DJs, readers and musicians will perform throughout the Pulitzer galleries, alongside Buddhist artworks from the second to the eighteenth centuries. The Dave Stone Trio, an award-winning St. Louis jazz group, will play in the bebop style popular with the Beat Generation. Readers from a variety of artistic backgrounds will present works from Beats and Beat-affiliated writers who explored Buddhism in their writing.
Sound Waves is a collaboration between the Pulitzer and 88.1 KDHX. KDHX DJs and other performers create soundtracks to the Pulitzer's current exhibition, exploring themes in the exhibition and interacting with Tadao Ando’s architecture.

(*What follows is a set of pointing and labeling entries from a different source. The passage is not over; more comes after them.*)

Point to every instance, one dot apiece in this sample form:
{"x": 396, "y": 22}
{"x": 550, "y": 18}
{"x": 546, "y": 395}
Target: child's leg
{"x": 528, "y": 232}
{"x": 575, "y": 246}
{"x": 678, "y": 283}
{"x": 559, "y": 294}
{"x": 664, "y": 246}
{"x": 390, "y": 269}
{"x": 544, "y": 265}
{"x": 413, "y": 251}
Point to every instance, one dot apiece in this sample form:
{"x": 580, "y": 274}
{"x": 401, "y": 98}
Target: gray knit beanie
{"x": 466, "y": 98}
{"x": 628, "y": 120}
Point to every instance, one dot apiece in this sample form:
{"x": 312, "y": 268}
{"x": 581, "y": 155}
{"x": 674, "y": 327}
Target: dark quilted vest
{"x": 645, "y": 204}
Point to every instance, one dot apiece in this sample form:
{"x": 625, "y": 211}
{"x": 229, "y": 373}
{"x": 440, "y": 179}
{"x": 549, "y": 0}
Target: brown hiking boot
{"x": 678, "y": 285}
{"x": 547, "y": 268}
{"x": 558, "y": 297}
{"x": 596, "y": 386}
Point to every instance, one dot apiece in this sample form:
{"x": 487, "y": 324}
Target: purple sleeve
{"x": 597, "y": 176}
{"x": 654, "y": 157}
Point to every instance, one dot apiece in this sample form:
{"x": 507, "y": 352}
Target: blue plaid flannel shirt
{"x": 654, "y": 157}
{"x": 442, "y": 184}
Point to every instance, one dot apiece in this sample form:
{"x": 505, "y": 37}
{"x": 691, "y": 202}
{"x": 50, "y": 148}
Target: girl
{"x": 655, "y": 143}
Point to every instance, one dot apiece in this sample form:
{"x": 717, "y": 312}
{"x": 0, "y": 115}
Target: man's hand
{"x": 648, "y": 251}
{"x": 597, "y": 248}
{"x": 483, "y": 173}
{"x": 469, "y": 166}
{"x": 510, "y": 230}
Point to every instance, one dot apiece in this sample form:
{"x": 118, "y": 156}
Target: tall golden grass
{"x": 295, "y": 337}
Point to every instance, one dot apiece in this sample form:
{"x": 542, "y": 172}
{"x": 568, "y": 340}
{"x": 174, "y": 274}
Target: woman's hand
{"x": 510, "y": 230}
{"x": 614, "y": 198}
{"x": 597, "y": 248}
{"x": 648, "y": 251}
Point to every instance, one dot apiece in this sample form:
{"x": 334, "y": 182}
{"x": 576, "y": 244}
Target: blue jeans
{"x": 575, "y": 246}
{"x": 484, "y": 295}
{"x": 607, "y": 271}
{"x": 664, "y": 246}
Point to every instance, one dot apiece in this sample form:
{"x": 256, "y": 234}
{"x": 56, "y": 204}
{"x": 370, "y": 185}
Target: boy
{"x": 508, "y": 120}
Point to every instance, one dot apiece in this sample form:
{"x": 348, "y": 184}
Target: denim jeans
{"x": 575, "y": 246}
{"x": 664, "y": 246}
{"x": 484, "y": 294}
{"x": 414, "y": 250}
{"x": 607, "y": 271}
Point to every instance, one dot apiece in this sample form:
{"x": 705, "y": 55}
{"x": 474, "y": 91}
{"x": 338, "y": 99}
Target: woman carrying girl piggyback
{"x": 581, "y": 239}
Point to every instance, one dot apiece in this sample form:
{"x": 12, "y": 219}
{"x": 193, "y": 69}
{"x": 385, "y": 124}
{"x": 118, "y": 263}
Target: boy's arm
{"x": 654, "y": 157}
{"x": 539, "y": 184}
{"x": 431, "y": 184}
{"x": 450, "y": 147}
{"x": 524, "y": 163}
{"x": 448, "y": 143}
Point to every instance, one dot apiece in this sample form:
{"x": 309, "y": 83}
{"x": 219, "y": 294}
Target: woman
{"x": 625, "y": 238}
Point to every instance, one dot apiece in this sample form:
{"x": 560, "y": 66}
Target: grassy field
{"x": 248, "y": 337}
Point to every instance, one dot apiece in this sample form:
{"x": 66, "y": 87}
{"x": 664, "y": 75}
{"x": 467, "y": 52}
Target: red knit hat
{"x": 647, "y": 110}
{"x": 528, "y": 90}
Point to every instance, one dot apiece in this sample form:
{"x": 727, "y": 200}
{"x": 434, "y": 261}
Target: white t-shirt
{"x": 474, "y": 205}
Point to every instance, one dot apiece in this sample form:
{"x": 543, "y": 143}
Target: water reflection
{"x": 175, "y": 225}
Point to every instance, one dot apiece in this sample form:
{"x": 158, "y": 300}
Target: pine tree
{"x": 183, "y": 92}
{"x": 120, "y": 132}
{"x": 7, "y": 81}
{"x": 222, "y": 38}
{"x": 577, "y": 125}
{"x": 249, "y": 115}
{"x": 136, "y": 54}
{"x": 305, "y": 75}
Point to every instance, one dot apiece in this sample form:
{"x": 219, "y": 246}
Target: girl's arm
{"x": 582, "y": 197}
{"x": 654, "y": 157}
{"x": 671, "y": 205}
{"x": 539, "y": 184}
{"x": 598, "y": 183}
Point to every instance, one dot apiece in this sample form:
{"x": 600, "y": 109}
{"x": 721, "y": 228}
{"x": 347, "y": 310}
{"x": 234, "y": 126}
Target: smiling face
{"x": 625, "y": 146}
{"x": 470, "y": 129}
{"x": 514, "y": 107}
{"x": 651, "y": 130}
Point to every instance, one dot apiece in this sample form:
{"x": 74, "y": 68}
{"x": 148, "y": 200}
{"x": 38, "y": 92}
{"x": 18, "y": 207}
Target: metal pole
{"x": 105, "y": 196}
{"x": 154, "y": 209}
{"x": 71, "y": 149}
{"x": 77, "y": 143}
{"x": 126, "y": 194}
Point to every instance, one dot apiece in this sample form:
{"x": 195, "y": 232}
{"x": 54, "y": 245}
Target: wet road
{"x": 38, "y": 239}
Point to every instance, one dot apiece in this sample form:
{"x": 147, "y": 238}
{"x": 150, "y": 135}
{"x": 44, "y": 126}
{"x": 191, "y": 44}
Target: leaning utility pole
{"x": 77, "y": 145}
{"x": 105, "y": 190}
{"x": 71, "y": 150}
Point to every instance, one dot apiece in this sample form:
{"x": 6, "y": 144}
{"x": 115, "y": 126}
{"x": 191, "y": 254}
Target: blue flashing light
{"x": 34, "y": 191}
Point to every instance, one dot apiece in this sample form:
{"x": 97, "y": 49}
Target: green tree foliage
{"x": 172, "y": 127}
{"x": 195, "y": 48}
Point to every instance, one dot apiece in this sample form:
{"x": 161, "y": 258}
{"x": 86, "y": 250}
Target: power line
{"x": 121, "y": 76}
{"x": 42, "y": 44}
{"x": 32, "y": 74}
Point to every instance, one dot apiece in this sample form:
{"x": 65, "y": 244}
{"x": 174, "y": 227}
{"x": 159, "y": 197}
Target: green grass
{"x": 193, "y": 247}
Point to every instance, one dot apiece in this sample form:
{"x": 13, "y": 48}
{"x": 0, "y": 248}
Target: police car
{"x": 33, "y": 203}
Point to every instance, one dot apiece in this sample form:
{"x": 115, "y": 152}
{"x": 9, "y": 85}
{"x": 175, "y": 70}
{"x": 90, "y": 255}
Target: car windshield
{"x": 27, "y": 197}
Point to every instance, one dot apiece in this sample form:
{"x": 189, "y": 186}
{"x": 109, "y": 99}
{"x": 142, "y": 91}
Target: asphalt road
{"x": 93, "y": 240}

About the Beats and Buddhism
Beat generation writers are often portrayed or perceived as degenerates, but the collective of writers actually viewed themselves as spiritual seekers, forging a new kind of consciousness. Many of the Beats found a refuge for their restless spirits in the philosophy and practices of Buddhism. The ancient teachings offered these curious Westerners a new way to understand the human condition, along with methods to free the mind from habitual and obsessive thinking. Also appealing to the Beats was the Buddhist emphasis on developing inner wisdom and universal compassion, antidotes to the values of the competitive consumer society that the Beats rejected. The Dharma also fed the Beat appetite for exotic experience, promising the immediacy of now, the feeling of being “with it," present for every note in the great jazz riff of life.

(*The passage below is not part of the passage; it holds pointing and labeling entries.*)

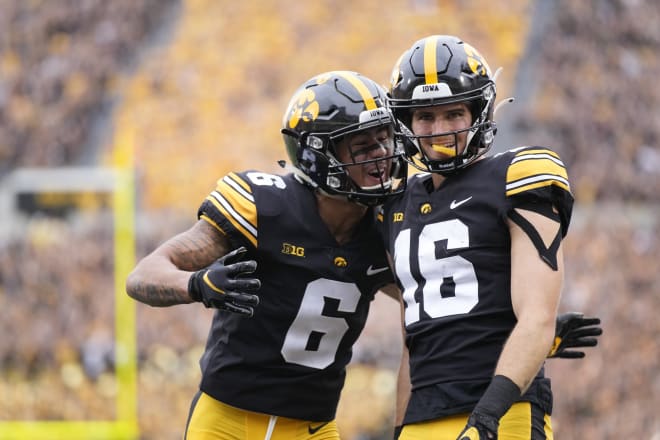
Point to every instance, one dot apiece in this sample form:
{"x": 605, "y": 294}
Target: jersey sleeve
{"x": 538, "y": 175}
{"x": 231, "y": 208}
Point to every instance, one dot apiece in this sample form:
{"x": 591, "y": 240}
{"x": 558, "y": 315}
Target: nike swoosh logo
{"x": 313, "y": 430}
{"x": 372, "y": 271}
{"x": 454, "y": 204}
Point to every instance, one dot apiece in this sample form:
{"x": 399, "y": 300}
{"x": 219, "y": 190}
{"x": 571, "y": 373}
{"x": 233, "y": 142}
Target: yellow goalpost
{"x": 125, "y": 425}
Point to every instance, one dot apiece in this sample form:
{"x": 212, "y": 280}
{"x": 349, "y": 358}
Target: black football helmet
{"x": 328, "y": 108}
{"x": 442, "y": 69}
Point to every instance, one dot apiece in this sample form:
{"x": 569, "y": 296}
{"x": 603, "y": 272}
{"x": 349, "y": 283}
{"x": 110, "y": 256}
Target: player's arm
{"x": 161, "y": 278}
{"x": 535, "y": 294}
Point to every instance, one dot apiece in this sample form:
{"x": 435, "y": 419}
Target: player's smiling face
{"x": 439, "y": 125}
{"x": 364, "y": 149}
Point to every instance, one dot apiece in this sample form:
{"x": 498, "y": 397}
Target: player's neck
{"x": 341, "y": 217}
{"x": 437, "y": 180}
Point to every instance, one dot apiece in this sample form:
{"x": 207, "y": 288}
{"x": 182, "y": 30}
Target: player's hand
{"x": 573, "y": 330}
{"x": 220, "y": 285}
{"x": 480, "y": 427}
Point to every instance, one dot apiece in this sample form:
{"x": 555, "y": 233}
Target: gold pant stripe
{"x": 515, "y": 425}
{"x": 214, "y": 420}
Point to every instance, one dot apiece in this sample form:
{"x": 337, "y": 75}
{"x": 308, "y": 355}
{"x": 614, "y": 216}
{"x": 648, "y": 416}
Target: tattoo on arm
{"x": 157, "y": 283}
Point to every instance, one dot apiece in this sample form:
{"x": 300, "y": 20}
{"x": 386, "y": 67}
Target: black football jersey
{"x": 452, "y": 258}
{"x": 289, "y": 359}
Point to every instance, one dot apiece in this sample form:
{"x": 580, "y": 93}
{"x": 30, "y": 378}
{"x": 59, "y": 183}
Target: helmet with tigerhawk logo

Not only did the Beats adapt the wisdom teachings of the East to a new, peculiarly American terrain, they also articulated this teaching in the vernacular, jazzy rhythms of the street, opening up what had been the domain of stuffy academics and stiff translators to a mainstream audience. With Kerouac’s bestseller The Dharma Bums and a paperback pocket-poet series published by Lawrence Ferlinghetti, the voices of American poets recounted the teachings of Buddha to the general public for the first time.
Sound Waves: Buddhism and the Beats will provide the audience with a taste of how the Beats discovered and practiced Buddhism, allowing a new Buddhism to take shape in 1950s/1960s America, transforming the landscape and culture in which we live. The body of work created by the Beats and their ancestors demonstrates their significance not only in terms of their literary legacy but also in terms of their spiritual legacy.
As scholar Carol Tonkinson states in her book Big Mind Sky, “the Beats (had) succeeded in picking up the thread of the Transcendentalists’ interest in the wisdom traditions of the East and in nature and began to weave it seamlessly into the fabric of American life.”
With this presentation, while we do not mean to infer that Beat spirituality was committed exclusively to one religious tradition, it is clear the Beats were inspired more deeply by Buddhism than by any other. What united the work of the early Beats and defined them as a movement was not so much a political stance or even a shared literary style but a distinctly spiritual quest for a “new consciousness."